There was the answer, locked away in Slade’s head. Trask and Slade hadn’t gone to see Farmer Agricola, Slade had gone with someone else. That someone else had seen or heard or said something that was dangerous to him, so when they left he said to Slade, “Forgot my cigarettes,” or, “Remembered something I wanted to ask the Farmer,” or, “Hold it, I got to go back and use the head.” Something, anything. Slade waited, the other guy went back in, killed Agricola, came out, rode away with Slade.

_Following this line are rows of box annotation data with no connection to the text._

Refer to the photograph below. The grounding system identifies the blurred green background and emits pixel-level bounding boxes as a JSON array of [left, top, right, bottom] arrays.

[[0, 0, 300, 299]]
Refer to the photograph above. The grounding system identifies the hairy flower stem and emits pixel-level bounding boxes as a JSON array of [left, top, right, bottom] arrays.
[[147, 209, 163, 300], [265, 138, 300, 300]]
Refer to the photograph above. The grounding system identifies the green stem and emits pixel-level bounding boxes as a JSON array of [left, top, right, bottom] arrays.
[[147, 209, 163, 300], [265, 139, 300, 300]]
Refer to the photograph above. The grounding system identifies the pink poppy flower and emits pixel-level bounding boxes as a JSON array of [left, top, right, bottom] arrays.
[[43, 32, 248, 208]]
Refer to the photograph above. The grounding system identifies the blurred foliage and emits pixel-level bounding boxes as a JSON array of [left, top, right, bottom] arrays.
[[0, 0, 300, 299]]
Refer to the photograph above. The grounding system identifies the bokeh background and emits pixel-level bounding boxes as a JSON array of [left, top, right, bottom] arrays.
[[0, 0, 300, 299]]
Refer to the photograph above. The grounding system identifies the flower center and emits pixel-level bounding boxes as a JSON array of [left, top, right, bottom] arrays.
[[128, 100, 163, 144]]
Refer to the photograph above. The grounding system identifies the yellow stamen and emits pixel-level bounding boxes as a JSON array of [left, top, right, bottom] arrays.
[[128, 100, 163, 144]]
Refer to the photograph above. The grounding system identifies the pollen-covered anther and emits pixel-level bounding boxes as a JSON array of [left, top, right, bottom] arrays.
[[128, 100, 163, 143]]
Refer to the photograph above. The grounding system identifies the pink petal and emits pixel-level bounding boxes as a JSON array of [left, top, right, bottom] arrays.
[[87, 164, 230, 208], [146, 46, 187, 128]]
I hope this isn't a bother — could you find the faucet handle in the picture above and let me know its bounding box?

And they might have suspected him, Slade at any rate might have remembered and suspected him, if I hadn’t come blundering onto the scene a few minutes later, taking all the blame and suspicion onto myself.
I should have realized it long ago, but I was too used to thinking of Trask and Slade as a team, inseparable. But hadn’t they been separate last night, one of them watching Artie’s place while the other was probably with Inspector Mahoney? If only I’d stopped to think then of the implications, that Trask and Slade could survive for short periods of time away from one another, I might now be a lot closer to the solution than I was.
Still, it was something. I knew how Agricola had been killed, and I could guess why. All that remained now was the knotty question of who.
And just before the car stopped I realized who it had to be.
Had to be, absolutely had to be. There wasn’t anyone else in the world who could have known the proper things, who could have been in the right places at the right times, who could have handled this whole mess with such a teetering combination of panic and cunning, desperation and wiliness.
The car had left the road, was moving slowly now across something that crunched beneath the wheels. Sand, it sounded like. More and more slowly, rising and falling over uneven ground, the big black car finally settled to a stop.
Doors opened and then shut again. Feet crunched through sand. Another door opened, the one by my feet. Trask’s voice said, “Okay, nephew.”
I pushed the afghan away and sat up. “It’s all right,” I said. “I know now.”
“Let’s go for a walk, nephew,” Trask suggested.
He wasn’t listening to me. “But I’ve figured it out,” I said. “Everything’s all right now, I’ve got it doped out.”
Trask showed me that big hard gun again. “Come out of the car, nephew,” he said.
I looked at him. I looked past him, and saw nothing but Slade.
I had it all figured out, and these two knobheads couldn’t care less. I knew the whole thing, and I’d run the course anyway.
“Nephew,” said Trask. “Come along. We’re goin’ for a walk.”